Spanish prosecutors are investigating whether Madrid-based airline Plus Ultra used a €53-million Covid-era bailout to launder money embezzled from Venezuela through a web of companies in France, Switzerland and Spain, according to a report in El País.
The paper says officers from Spain’s National Police searched the airline’s headquarters on Thursday and arrested its president, Julio Martínez, and chief executive, Roberto Roselli, as part of a wider money-laundering probe. The case is under judicial seal, and the names of other suspects have not yet been made public, El País reported.
Plus Ultra received the €53 million injection in March 2021 after Spain’s government classified the small long-haul airline as “strategic” in the wake of the pandemic, according to El País.
Anti-corruption prosecutors now suspect the funds were not used to stabilize the company, but instead to pay off loans from entities that investigators describe as belonging to a criminal organization.
The documentation reviewed by the organization states that “Plus Ultra appears as a signatory and beneficiary of loan agreements with three companies belonging to the criminal organization and involved in sales of gold.” Prosecutors believe “the real purpose [of the debt repayments] was to launder illicit income,” according to the report.
The complaint also suggests that the sale of luxury watches may have been used as an additional channel for laundering funds.
The investigation is focused on a group that prosecutors describe as a criminal organization made up of three Peruvian nationals, two Venezuelans, a Dutch citizen and at least one Spanish lawyer, El País said.
According to the newspaper, prosecutors say the network laundered money that originated in embezzlement by Venezuelan public officials.
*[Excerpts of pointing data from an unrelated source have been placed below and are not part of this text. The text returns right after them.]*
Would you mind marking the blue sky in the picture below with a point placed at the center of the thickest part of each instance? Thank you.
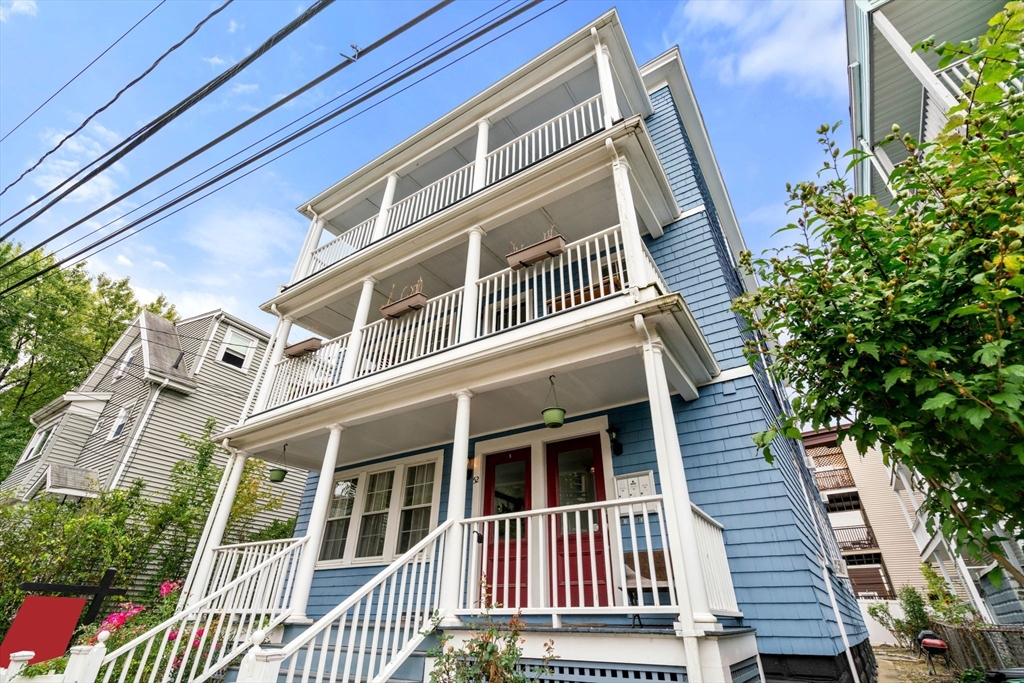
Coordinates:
(766, 74)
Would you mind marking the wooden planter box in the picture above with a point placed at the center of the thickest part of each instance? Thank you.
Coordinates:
(402, 306)
(535, 253)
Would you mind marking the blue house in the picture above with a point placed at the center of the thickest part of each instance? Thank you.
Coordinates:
(561, 243)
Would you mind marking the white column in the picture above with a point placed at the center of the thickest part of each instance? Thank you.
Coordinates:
(380, 227)
(635, 261)
(280, 342)
(449, 598)
(606, 81)
(317, 518)
(355, 337)
(480, 161)
(469, 289)
(220, 514)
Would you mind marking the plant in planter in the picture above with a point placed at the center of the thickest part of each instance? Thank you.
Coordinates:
(552, 244)
(415, 300)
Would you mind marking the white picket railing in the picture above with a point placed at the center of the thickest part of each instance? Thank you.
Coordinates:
(431, 199)
(715, 563)
(607, 557)
(347, 243)
(307, 374)
(371, 633)
(546, 139)
(433, 328)
(589, 269)
(197, 643)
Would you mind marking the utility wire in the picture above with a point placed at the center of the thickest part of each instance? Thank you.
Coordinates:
(262, 139)
(281, 102)
(35, 111)
(117, 153)
(117, 95)
(315, 124)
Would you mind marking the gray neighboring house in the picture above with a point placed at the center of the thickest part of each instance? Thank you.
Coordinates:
(160, 380)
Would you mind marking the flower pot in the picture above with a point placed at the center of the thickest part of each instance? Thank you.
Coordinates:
(402, 306)
(553, 417)
(535, 253)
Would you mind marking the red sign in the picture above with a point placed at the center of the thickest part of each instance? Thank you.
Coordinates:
(43, 626)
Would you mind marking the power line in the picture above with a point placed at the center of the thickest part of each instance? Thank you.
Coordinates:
(337, 112)
(117, 95)
(74, 78)
(117, 153)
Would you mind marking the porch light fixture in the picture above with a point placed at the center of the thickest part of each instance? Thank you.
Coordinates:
(554, 417)
(616, 447)
(278, 473)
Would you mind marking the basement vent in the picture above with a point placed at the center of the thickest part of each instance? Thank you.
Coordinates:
(562, 671)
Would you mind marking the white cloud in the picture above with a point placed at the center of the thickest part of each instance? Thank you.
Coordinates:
(800, 44)
(12, 7)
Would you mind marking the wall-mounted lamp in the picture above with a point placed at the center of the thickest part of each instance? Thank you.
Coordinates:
(616, 447)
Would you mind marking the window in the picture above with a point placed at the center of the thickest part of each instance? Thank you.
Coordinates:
(237, 349)
(37, 444)
(118, 427)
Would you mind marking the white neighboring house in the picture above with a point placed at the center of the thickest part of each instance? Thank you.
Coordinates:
(160, 380)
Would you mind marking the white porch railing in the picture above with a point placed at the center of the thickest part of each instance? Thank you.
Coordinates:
(433, 328)
(607, 557)
(715, 563)
(347, 243)
(589, 269)
(299, 377)
(431, 199)
(546, 139)
(197, 643)
(370, 634)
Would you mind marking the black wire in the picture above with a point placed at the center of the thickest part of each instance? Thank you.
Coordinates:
(341, 110)
(125, 146)
(251, 145)
(117, 95)
(35, 111)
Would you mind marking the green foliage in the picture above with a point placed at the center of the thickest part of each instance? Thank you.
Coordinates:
(52, 333)
(904, 322)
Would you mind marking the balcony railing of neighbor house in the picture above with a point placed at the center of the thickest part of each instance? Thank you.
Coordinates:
(589, 269)
(580, 122)
(829, 479)
(372, 632)
(607, 557)
(855, 538)
(197, 643)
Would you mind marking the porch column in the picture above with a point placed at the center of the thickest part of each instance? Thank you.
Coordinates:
(636, 263)
(480, 161)
(470, 294)
(317, 518)
(220, 513)
(449, 597)
(355, 338)
(606, 81)
(685, 550)
(380, 227)
(280, 342)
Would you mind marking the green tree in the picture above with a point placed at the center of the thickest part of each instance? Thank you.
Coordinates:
(904, 321)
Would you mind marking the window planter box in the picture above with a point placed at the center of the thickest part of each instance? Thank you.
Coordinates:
(537, 252)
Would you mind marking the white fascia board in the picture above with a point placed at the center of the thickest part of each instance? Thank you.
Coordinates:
(463, 118)
(669, 69)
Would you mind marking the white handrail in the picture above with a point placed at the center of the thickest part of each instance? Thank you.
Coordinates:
(195, 644)
(372, 632)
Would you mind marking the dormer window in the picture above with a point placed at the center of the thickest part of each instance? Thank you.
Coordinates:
(237, 350)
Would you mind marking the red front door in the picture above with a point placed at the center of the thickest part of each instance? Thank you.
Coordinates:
(576, 476)
(506, 491)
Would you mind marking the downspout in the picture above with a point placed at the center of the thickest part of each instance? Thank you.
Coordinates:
(138, 433)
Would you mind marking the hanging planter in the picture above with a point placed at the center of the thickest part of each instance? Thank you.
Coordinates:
(554, 416)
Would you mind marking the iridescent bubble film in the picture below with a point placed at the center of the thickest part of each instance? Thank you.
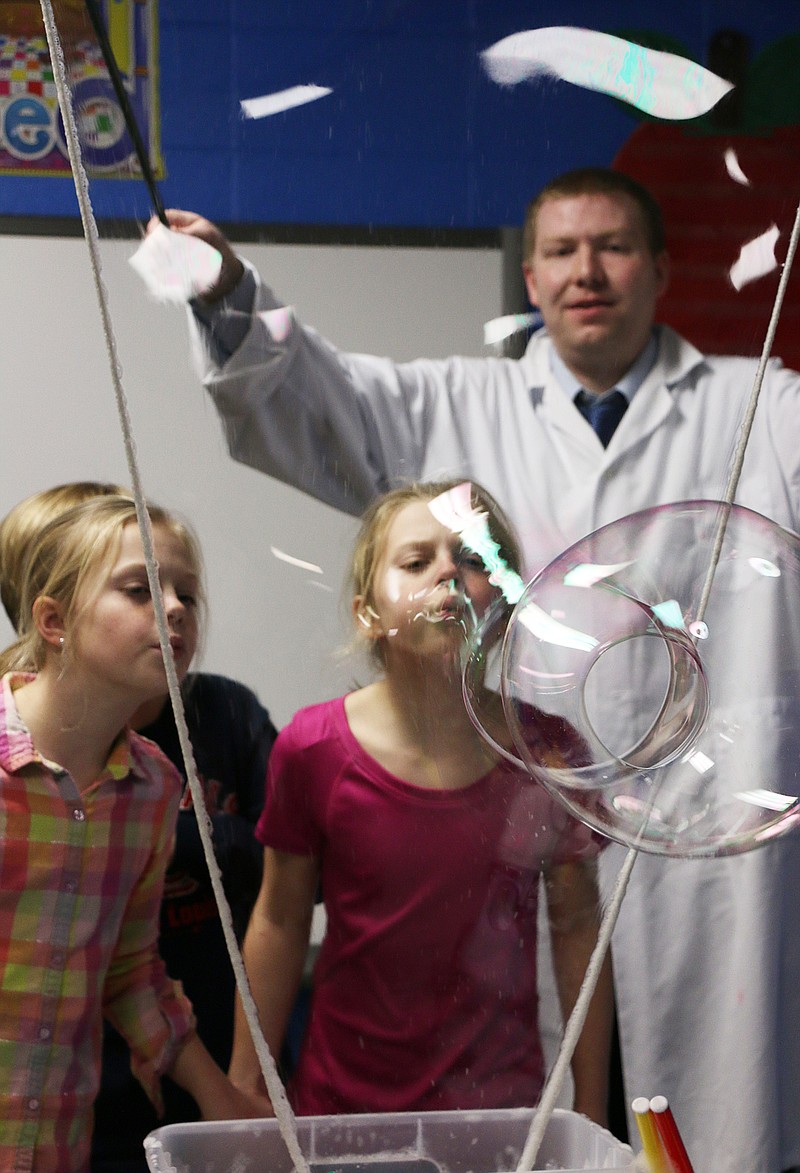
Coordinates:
(684, 717)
The illicit funds allegedly came from two main sources: CLAP, Venezuela’s state-run food distribution program, and the sale of gold from the country’s central bank.
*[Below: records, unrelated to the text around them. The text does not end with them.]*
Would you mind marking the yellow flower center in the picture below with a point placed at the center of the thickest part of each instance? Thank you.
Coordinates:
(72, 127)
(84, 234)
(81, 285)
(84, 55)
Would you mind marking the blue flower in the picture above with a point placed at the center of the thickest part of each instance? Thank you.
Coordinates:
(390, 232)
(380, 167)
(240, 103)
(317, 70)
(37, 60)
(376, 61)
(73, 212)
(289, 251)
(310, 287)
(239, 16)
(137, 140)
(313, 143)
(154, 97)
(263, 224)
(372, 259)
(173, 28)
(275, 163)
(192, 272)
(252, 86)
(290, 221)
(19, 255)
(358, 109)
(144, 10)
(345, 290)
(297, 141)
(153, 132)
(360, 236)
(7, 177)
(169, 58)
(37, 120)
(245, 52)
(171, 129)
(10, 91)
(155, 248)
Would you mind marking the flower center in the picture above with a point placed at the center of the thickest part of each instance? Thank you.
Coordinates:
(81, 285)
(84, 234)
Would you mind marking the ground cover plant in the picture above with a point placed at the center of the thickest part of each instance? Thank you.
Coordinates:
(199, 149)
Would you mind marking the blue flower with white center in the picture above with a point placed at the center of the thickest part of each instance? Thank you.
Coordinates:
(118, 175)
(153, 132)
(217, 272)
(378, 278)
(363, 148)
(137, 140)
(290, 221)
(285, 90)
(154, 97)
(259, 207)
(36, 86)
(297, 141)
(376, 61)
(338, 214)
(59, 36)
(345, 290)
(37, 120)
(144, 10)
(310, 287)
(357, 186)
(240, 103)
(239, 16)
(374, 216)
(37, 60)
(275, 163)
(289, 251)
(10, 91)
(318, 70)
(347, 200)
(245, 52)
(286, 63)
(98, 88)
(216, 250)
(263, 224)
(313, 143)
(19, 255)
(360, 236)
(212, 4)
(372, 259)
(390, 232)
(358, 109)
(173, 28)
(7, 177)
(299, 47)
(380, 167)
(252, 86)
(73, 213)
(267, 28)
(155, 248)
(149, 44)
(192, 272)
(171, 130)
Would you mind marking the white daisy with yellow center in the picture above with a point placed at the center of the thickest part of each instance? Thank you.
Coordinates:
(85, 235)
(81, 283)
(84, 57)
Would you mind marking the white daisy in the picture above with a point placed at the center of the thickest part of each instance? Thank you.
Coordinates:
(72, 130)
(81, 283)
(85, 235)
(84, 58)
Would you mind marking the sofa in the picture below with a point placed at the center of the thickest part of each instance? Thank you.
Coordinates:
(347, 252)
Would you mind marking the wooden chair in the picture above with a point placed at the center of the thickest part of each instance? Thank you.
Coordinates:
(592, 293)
The organization’s operations in Spain were “so extensive” that, shortly after Plus Ultra received the state aid, the airline allegedly diverted money to overseas bank accounts belonging to companies in the network, El País reported, citing the prosecution’s complaint.
The Spanish case grew out of earlier investigations abroad. El País says the Anti-Corruption Prosecutor’s Office received two mutual legal assistance requests in 2024 from France’s Parquet National Financier and the Geneva Public Prosecutor’s Office in Switzerland.
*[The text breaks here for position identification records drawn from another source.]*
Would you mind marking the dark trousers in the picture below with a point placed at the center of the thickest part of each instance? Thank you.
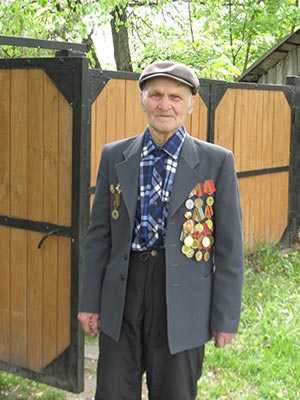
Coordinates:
(143, 345)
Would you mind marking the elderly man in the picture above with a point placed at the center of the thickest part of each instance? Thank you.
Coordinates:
(164, 250)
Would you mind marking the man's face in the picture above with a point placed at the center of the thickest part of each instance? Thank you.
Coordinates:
(166, 103)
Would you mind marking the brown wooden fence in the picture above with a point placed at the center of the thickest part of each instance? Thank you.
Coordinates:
(35, 174)
(253, 122)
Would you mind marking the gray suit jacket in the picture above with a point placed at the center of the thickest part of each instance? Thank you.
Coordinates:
(201, 296)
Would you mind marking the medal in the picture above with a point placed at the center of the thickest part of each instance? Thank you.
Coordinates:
(210, 201)
(187, 215)
(115, 214)
(116, 192)
(209, 224)
(198, 203)
(190, 253)
(206, 242)
(189, 204)
(188, 241)
(206, 256)
(198, 255)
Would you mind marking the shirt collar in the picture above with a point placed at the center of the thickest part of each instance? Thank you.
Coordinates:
(172, 147)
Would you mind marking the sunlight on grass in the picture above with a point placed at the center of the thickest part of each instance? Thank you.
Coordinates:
(264, 360)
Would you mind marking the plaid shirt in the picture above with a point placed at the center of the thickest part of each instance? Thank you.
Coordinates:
(152, 205)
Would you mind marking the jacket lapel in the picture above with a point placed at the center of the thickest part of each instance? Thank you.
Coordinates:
(128, 175)
(186, 177)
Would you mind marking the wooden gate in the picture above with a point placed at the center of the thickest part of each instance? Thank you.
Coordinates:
(254, 121)
(55, 117)
(43, 217)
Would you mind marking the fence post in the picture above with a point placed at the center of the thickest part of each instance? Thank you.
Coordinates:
(294, 180)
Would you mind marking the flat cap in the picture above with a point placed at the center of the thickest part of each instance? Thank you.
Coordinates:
(173, 70)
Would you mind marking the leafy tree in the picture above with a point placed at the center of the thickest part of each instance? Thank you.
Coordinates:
(219, 38)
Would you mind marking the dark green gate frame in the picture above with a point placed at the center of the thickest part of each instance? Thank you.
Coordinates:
(71, 76)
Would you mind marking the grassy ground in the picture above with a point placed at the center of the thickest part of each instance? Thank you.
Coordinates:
(264, 360)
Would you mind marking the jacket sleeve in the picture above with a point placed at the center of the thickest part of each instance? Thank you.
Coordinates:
(98, 242)
(229, 257)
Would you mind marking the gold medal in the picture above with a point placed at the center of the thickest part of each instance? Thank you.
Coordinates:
(184, 249)
(195, 244)
(199, 228)
(206, 242)
(189, 204)
(198, 203)
(190, 253)
(206, 256)
(210, 201)
(187, 215)
(209, 224)
(188, 241)
(115, 214)
(198, 256)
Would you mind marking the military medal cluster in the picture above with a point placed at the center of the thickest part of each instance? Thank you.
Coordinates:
(197, 230)
(116, 192)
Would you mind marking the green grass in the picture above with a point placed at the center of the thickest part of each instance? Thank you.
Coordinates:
(264, 360)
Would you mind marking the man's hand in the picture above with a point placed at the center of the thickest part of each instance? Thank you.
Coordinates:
(89, 323)
(222, 338)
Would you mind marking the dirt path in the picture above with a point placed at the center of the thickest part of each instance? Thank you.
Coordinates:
(90, 366)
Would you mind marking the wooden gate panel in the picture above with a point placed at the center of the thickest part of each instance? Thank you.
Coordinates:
(4, 294)
(36, 157)
(35, 304)
(256, 126)
(117, 114)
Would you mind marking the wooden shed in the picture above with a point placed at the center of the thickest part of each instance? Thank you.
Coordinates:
(275, 65)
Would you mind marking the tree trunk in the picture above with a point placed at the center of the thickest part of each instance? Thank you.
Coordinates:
(120, 39)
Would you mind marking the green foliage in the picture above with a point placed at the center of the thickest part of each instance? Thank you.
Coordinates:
(15, 388)
(218, 39)
(264, 360)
Those authorities were already probing a Venezuelan-linked money-laundering scheme and sought Spain’s help to search several properties in Madrid, Pozuelo, Tenerife and Mallorca. Their requests pointed to Spain as another hub in the alleged operation, prompting Spanish prosecutors to open their own case.
The original investigation had focused on whether Plus Ultra was truly eligible for state aid and whether some of the money ultimately ended up with Venezuela’s state-owned oil company, PDVSA. Court-appointed experts concluded that the carrier had shown signs of insolvency since 2019, which would in principle have disqualified it from receiving the bailout, according to El País.
Prosecutors now believe the network used a series of shell companies not only to lend money to Plus Ultra but also to buy property and move funds through the international financial system, El País reported.